Day 1 – AM (9:30-12:30) Introductory Lectures
(Chunhua Yan, PhD – CBIIT)
- Next generation sequencing technology
- Exome sequencing (Cost, Speed, Gene coverage, Biological implication)
- Experimental design (Sample size, Coverage, Sample submission)
- Mutation Calling (Dream challenge, Genome in Bottle)
(Chih-Hao Hsu, PhD – CBIIT)
- Mutation call software overview and algorithms
- Databases (1000 genomes, ClinVar, cBio, …)
(Li Jia, MSc – CCBR)
- Lessons learned from experimental design
- Best practices in CCBR workflow (includes the discussion on the benchmark, GATK and others used in the tech dev)
- Annovar annotation and filtering
- How to collaborate with CCBR – guide to success
Day 1 – PM (1:30-4:30)
(Bryce Christensen PhD – Golden Helix)
Day 2 – AM (9:30-12:30)
(Susan Dombrowski, PhD – Genomatix)
Day 2 – PM (1:30-4:30) CRAVAT/MuPIT – Analysis of Genomic Variants
(Michael Ryan – Johns Hopkins University)
CRAVAT (www.cravat.us) is a free tool for high-throughput analysis of sequencing variants. CRAVAT is funded by NCI’s Informatics Technology for Cancer Research program. CRAVAT accepts very large variant data files and returns a wide variety of annotations and scores that help with identification of important variants. CRAVAT is a cancer focused analysis package tailored to the needs of cancer studies. The workshop will provide some background on CRAVAT and lots of hands-on exercises to learn how to use the tool and interpret the results.

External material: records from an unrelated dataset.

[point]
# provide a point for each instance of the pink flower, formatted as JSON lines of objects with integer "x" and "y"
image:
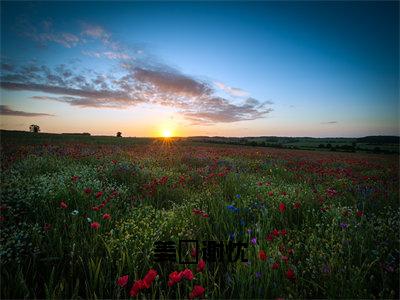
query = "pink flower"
{"x": 123, "y": 280}
{"x": 201, "y": 266}
{"x": 95, "y": 225}
{"x": 188, "y": 274}
{"x": 149, "y": 278}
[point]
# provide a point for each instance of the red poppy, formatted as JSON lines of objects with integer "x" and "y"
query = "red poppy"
{"x": 149, "y": 278}
{"x": 136, "y": 287}
{"x": 193, "y": 253}
{"x": 95, "y": 225}
{"x": 197, "y": 292}
{"x": 123, "y": 280}
{"x": 188, "y": 274}
{"x": 270, "y": 238}
{"x": 290, "y": 274}
{"x": 47, "y": 227}
{"x": 262, "y": 255}
{"x": 201, "y": 266}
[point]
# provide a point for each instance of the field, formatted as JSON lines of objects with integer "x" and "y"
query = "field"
{"x": 80, "y": 218}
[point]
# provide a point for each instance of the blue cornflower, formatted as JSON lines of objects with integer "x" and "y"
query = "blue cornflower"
{"x": 232, "y": 208}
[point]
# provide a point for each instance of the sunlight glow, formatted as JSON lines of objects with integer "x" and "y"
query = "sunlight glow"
{"x": 166, "y": 133}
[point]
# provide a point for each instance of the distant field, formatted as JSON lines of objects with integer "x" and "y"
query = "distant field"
{"x": 80, "y": 218}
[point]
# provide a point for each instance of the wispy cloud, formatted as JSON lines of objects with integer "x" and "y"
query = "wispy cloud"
{"x": 7, "y": 111}
{"x": 141, "y": 79}
{"x": 235, "y": 92}
{"x": 330, "y": 122}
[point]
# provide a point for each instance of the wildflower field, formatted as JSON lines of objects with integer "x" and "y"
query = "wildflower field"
{"x": 81, "y": 216}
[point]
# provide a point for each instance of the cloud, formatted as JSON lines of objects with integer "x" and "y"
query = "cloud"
{"x": 7, "y": 111}
{"x": 171, "y": 82}
{"x": 330, "y": 122}
{"x": 107, "y": 54}
{"x": 232, "y": 91}
{"x": 45, "y": 33}
{"x": 137, "y": 78}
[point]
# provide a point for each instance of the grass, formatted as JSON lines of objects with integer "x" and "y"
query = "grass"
{"x": 337, "y": 233}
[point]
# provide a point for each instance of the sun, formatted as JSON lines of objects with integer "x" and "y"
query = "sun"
{"x": 166, "y": 133}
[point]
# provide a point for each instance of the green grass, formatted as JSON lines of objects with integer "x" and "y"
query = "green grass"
{"x": 53, "y": 252}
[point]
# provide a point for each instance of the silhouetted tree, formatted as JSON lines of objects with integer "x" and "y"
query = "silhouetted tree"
{"x": 34, "y": 128}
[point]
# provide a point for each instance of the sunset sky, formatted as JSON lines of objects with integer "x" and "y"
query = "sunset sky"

MuPIT (mupit.icm.jhu) is a sister tool to CRAVAT that shows mutations on 3D protein structures. Clusters of mutations in 3D space are not always apparent from the position of mutations on a protein sequence. For proteins with solved structures, MuPIT can show the position of mutations from your study along with a variety of structural annotations (e.g. the position of a DNA binding site). MuPIT also includes a pre-built database of TCGA mutations so an investigator’s mutations can be viewed in the context of mutations and mutation clusters from other cancer studies. The focus of the workshop will be a series of exercises to learn how to visualize your mutations in MuPIT, how CRAVAT and MuPIT are integrated, and how to manipulate, investigate, and understand the results.